Running SA 4000 with 6.4r2 and ESAP 1.5.1. Clients are running McAfee.
Have had a rash of users being denied by Host Checker saying either they have not completed a full scan (30 day requirement) or have outdated virus definitions (10 version requirement).
In all cases, full scans are current as are virus definitions.
In two cases, complete removal of Juniper software and allowing them to reinstall from appliance has worked. For others it has not.
Anyone else seeing this?
I would try removing the Full Scan requirement and have the users still having issues test. I have come across HC/McAfee issues in the past when using multiple checks. This may not solve your problem, but it may help narrow it down. We currently check to make sure McAfee is using the latest DAT and then permit access. I hope this helps.
Check the Access Protection.
Try without out if enabled.
I have the same issue about the McAfee antivirus. The hostchecker says the system hasnt been scanned lately (our limit is 30 days) but the user has a full scan programmed weekly and he has manually done the full scan as well.
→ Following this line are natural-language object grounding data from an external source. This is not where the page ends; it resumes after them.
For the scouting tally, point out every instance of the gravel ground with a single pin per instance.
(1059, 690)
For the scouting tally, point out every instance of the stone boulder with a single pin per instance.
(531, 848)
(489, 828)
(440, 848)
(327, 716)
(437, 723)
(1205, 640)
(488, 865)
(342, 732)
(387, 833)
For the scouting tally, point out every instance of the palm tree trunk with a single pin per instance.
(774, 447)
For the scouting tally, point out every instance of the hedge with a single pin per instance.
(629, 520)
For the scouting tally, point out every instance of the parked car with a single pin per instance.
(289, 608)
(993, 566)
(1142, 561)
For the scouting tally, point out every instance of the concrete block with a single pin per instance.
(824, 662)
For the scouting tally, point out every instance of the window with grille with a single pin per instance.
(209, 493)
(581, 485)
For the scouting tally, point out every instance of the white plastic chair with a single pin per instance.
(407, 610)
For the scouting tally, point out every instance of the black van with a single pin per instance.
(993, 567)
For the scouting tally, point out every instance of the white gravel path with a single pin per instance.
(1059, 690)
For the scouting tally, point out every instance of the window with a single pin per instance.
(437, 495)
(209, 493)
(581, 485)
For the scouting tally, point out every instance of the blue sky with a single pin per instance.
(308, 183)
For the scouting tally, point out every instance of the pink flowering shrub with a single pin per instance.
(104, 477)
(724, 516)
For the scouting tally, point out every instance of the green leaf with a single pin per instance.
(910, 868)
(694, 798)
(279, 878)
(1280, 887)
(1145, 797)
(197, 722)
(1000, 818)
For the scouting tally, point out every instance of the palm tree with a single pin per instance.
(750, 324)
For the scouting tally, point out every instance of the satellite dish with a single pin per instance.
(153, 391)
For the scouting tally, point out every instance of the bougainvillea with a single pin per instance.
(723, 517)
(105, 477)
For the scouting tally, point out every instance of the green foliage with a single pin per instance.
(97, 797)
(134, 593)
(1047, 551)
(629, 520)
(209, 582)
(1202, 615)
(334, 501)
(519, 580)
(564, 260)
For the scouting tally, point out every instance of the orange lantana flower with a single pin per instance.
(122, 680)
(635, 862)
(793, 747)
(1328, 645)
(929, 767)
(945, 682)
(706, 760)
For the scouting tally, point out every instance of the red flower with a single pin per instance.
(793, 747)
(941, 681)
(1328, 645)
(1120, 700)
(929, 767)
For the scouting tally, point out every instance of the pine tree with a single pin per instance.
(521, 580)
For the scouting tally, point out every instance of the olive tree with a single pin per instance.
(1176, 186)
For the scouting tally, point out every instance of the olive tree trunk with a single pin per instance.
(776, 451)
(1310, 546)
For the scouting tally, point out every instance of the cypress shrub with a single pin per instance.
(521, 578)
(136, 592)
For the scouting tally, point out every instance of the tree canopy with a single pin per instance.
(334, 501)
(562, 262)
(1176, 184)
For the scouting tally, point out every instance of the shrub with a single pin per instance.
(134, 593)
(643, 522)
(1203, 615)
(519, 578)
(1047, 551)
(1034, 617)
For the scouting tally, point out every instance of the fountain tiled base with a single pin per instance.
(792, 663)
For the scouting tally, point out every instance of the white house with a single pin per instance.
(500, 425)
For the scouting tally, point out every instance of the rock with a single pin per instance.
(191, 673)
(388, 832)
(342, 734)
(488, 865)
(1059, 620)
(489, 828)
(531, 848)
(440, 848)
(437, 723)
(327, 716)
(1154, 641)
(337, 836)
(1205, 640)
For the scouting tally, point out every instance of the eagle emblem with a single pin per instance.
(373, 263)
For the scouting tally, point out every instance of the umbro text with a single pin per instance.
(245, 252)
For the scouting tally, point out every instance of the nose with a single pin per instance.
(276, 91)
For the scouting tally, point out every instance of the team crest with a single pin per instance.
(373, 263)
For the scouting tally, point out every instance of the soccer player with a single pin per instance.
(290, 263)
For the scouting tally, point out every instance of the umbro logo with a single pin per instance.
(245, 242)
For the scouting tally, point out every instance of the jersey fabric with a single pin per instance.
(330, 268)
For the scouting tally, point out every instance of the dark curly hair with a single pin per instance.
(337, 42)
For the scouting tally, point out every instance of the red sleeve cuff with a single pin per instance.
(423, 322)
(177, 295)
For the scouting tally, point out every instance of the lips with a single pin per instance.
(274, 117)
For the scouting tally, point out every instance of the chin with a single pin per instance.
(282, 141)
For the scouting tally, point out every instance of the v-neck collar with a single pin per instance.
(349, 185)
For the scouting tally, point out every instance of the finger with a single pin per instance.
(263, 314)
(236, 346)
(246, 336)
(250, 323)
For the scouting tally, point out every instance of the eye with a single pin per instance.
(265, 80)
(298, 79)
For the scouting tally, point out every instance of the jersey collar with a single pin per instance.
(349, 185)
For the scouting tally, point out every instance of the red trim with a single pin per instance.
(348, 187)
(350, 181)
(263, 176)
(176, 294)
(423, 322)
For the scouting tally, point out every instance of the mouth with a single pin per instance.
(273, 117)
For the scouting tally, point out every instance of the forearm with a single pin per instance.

This problem is quite new, he could connect several days ago.
He has reinstalled the Juniper software but nothing changed.
Did you solve your problem ?
Where can I find the "Access Protection"??
First make sure you run an ESAP version (the host checker) that supports the Mcafee Version.
ESAP versions gets updated more frequently than the SA/UAC firmware.
You can ge the newest version from juniper.
Access Protection is part of (some) the Mcafee Suite.
What I experienced what I dug further into this was that some machines are simply too slow and will not release the HC dll files in a timely manner. Marking the HC executable as low risk in Mcafee helps sort this out as the Mcafee only checks the exe not everything the exe touches. Should be ok with that file.